The smoke, the fur pillows, and the window blinds behind Maureen create a mix of angles and textures. As the camera pushes in slowly and she looks back at Ingo, her perfectly pale face reflects the warm, pink and brown hues of the room. It’s a rich room, in the Paris apartment belonging to the fashion celebrity Kyra (Von Waldstätten), for whom Maureen works as a personal shopper and who’s having an affair with Ingo, an editor at Men’s Vogue. You can hear Kyra off screen, on a conference call in her bedroom arguing about an upcoming photo shoot. The noise floats over Maureen’s scene, suggesting another sort of communication, another metaphorical door slightly ajar.
Maureen exists between worlds.

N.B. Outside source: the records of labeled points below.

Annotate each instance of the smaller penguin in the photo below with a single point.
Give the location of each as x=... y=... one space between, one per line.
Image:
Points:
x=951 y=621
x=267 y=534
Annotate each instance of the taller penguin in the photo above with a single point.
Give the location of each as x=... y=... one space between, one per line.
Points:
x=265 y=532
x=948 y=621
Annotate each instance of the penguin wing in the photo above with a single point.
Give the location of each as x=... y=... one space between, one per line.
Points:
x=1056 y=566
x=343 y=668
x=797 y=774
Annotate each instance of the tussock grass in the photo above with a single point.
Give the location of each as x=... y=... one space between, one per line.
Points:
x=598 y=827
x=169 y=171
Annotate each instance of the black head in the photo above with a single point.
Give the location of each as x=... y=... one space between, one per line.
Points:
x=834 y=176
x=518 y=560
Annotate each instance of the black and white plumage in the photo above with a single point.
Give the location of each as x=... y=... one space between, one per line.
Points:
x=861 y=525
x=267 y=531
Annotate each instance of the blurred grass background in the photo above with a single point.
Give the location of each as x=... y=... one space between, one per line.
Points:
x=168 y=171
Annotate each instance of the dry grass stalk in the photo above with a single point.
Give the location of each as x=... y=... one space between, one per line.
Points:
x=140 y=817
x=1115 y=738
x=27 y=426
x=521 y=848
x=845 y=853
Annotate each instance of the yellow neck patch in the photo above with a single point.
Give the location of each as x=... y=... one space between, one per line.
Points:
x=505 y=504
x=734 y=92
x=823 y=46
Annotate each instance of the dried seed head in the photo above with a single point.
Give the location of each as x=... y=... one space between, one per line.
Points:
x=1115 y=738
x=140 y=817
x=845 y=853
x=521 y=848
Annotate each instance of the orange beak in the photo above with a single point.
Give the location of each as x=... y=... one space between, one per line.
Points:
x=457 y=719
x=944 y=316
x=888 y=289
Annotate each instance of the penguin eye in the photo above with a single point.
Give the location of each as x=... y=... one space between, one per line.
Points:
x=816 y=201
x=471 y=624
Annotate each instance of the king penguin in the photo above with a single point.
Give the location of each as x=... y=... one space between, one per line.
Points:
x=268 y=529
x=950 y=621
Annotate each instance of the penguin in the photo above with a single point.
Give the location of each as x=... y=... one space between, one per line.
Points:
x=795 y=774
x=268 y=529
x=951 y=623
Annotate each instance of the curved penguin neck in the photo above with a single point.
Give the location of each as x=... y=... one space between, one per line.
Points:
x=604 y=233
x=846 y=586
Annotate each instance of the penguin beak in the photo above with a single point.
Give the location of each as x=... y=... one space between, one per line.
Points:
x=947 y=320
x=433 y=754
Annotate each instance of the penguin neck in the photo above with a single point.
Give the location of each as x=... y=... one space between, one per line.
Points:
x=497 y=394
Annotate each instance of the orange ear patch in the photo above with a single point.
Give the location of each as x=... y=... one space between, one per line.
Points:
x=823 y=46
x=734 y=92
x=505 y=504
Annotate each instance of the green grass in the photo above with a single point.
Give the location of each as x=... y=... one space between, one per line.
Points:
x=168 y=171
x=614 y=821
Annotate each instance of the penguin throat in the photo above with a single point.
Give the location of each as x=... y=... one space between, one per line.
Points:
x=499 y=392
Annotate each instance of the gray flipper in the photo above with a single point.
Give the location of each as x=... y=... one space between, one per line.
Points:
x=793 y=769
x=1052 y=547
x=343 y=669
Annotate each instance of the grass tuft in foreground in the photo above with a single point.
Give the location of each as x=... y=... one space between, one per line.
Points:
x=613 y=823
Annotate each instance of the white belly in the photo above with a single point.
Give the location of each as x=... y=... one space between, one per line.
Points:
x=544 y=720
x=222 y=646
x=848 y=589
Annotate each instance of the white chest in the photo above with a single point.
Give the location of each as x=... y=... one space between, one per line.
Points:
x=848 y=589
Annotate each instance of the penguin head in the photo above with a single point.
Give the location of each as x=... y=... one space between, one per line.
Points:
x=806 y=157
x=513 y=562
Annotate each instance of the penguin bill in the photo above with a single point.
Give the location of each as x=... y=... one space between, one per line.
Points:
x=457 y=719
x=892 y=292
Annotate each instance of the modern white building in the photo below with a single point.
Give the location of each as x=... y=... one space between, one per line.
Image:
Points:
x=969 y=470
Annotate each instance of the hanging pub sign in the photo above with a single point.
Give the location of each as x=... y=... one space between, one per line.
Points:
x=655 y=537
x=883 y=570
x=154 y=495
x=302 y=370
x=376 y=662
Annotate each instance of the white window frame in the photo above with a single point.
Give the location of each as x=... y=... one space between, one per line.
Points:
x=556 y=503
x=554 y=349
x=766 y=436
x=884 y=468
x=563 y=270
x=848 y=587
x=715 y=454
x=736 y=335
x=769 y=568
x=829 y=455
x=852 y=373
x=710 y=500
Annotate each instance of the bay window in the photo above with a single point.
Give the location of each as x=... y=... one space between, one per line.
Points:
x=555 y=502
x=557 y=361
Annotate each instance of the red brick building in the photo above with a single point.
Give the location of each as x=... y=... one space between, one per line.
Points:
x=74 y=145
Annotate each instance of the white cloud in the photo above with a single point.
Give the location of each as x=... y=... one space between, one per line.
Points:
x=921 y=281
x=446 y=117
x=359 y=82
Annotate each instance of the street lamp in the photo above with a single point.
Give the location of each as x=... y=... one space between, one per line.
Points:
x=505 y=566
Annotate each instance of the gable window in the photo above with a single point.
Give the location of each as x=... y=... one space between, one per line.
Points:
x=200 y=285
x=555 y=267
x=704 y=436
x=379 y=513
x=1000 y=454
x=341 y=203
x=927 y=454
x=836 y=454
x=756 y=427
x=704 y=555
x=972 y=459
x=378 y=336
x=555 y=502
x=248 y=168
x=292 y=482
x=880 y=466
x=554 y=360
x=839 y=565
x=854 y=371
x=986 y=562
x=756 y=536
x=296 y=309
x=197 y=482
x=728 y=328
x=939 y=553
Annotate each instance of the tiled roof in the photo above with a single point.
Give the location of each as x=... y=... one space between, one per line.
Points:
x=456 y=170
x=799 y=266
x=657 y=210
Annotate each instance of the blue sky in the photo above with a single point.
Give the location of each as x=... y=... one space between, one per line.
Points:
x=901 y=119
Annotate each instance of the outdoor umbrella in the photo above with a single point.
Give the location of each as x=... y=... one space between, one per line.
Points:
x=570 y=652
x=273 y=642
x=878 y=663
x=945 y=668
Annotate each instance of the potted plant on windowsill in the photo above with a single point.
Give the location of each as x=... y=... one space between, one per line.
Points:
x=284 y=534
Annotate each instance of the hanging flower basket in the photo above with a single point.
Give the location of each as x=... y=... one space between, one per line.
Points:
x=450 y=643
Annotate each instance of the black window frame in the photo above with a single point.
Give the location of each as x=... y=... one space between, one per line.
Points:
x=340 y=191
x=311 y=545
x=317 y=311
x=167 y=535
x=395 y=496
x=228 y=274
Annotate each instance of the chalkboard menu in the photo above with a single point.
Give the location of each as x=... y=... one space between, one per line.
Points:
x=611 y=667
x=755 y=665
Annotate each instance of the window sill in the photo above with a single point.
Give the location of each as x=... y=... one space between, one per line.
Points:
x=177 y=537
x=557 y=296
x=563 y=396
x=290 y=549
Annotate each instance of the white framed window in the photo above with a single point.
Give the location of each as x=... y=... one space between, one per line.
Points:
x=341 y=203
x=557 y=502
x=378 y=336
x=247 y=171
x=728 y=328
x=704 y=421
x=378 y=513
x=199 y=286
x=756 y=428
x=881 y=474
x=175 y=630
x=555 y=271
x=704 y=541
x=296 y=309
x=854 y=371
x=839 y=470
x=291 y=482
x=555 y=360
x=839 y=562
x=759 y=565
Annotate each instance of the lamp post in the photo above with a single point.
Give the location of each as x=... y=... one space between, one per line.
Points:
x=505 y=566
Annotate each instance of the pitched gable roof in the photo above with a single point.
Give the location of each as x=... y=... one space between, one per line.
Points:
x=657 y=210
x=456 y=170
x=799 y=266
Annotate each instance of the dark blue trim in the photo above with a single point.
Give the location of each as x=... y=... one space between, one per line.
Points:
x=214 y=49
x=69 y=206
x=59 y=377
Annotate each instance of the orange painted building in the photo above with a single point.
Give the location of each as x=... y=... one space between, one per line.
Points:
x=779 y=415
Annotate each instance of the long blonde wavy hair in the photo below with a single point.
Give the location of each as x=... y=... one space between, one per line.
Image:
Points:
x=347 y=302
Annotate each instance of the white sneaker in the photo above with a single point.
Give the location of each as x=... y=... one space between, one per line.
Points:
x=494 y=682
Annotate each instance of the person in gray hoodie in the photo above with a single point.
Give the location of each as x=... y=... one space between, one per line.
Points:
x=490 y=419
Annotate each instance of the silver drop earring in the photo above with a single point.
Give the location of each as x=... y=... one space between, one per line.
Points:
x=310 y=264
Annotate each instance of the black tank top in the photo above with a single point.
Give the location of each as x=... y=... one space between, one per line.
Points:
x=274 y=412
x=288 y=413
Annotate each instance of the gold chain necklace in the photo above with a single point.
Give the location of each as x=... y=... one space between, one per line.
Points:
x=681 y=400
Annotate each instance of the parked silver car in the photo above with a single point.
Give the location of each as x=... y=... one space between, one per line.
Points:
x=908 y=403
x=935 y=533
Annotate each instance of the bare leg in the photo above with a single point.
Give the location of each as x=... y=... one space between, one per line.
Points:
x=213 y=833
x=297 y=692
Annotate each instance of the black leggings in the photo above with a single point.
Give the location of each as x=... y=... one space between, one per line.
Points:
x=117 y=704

Shopping for Kyra, missing her recently dead twin brother Lewis, wishing she was “someone else”, Maureen appears alone again and again in Olivier Assayas’ film. She rides her motorbike in Paris streets blurred with lights at night, or takes the slick-surfaced train to London to shop for Kyra. Each scene cuts as she rides, impressionistic jump cuts that fracture her journey and your experience. The camera tracks her movements unevenly, trying to keep her in frame. If she doubts her own gift, she wants, she explains, to give her brother, who was a believer, the chance to contact her. And so, she says, whenever asked why she’s still in Paris she says, “I’m waiting.”
This means Maureen also exists between times, ever in motion and not moving on, inside and outside of moments. The film illustrates her dilemma with some familiar images — digital, haunting specters behind her, dark hallways before her — but it also makes it look new in her remarkable relationship with the camera. Maureen’s ongoing dance with the camera seduces you, because it is, after all, a dance with you. Personal Shopper features ghosts, murder, mysteries, and Maureen’s iPhone, but for all these familiar story bits, it’s a film that makes the most of, even expands, film as such. For all the rightful praise Stewart is receiving for her performance, it’s Stewart’s work with the camera here that’s remarkable.
The first scene in the movie sets up Maureen’s dance. A long take cranes up over a car as it approaches an iron gate, trees and fall leaves color the scene in browns and golds. She emerges from the car and walks toward the camera, now moved down to find her at eye level, hovering behind the gate. As she opens the gate and walks past it, the car passes her and the camera tracks along behind her, not quite keeping up. It’s a brilliant first gesture, indicating that she will be elusive, not exactly in sync with the frame but in touch with it. Her figure, clothed in dark pants and jacket, is slender, and only one of the elements on the screen, which remains suffused with brown and gold, the trees and the road blending together.
This delicate relationship between Maureen and the camera persists. Inside the house at night, she waits for a sign from her brother. She paces through the house, looking, the camera following and then anticipating her gaze, the light dimming as her hope combines with your dread. At this point, you don’t know what she wants. Even as her quest becomes better articulated, in conversations throughout the film, her desire shifts and the camera never proposes that she comes to decisions or destinations.
As she shops, for her desires and for Kyra’s outfits, Maureen takes the bus or rides escalators, people around her look more like architectural backdrop than individuals. As she rides, she seeks solutions in media as well as the world around her. It’s fair to say that the film understands media as the world around her, another portal through which she and you might step. She watches videos, she looks up art, she reads addresses and names. She texts. When, partway through Personal Shopper, Maureen is contacted by an “unknown number”, she’s intrigued and perplexed, guessing at the possibilities. Is it Lewis? Is it her own desire getting the better of her? Is it a stalker with ill intent?
The resolution of this mystery is less compelling than the questions it generates, her new self-understanding, the risks she finds herself able to take. Neither is the resolution the end of the film or Maureen’s movement. She persists, the camera hovers near her. And she asks more profound questions.